Database Schema: ai_batch
The ai_batch table tracks batch lifecycle separately from individual call records:
| Column | Type | Purpose |
|---|---|---|
id | text (UUID) | Internal batch ID |
organizationId | text | Tenant scope |
userId | text | Who submitted the batch |
feature | text | Cost attribution (shared across all requests) |
anthropicBatchId | text | Anthropic's batch identifier |
status | enum | pending, processing, ended, canceling, canceled, expired |
totalRequests | integer | Number of requests in the batch |
succeededCount | integer | Requests that completed successfully |
erroredCount | integer | Requests that failed |
expiredCount | integer | Requests that timed out |
completedAt | timestamp | When the batch finished processing |
Individual results from a batch are recorded as normal ai_usage + ai_call_details rows, linked back to the batch via ai_usage.batchId.
Cost Savings
Batch processing runs at 50% of the standard API price. For example, if Sonnet 4.6 costs $3.00/M input tokens and $15.00/M output tokens for synchronous calls, batch calls cost $1.50/M input and $7.50/M output.

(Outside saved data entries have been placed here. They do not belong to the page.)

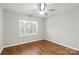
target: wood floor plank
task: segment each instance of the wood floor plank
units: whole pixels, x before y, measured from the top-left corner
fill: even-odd
[[[39,40],[4,48],[1,55],[79,55],[79,51],[47,40]]]

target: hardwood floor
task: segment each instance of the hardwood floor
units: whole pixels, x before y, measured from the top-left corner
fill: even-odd
[[[4,48],[1,55],[79,55],[79,51],[47,40],[40,40]]]

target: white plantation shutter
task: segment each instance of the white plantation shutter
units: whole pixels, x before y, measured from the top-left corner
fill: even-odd
[[[38,22],[19,20],[19,34],[20,36],[38,34]]]

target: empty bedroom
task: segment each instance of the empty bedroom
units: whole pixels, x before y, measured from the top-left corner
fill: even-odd
[[[0,55],[79,55],[79,3],[0,3]]]

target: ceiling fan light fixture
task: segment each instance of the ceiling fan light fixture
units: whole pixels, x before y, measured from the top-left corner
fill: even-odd
[[[39,14],[40,15],[44,15],[45,14],[45,11],[40,11]]]
[[[38,10],[39,15],[43,15],[44,16],[46,12],[47,12],[47,10],[43,10],[43,11],[39,11]]]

The cost estimate recorded in ai_usage.estimatedCost for batch results uses the standard pricing rates (the ai_model_pricing table currently stores standard rates, not batch-specific rates). The batch_input and batch_output pricing types exist in the schema for future use when batch-specific pricing rows are seeded.
Error Handling
Errors from the batch API are mapped through the same mapAnthropicError() pipeline as synchronous calls, producing structured AIError instances with code, statusCode, retryable, and retryAfterMs fields. See the Error Handling section in the Reasoning Overview.
Individual request errors within a completed batch are returned as { type: "errored", customId, error } in the results array. These are not thrown -- the caller must handle them explicitly.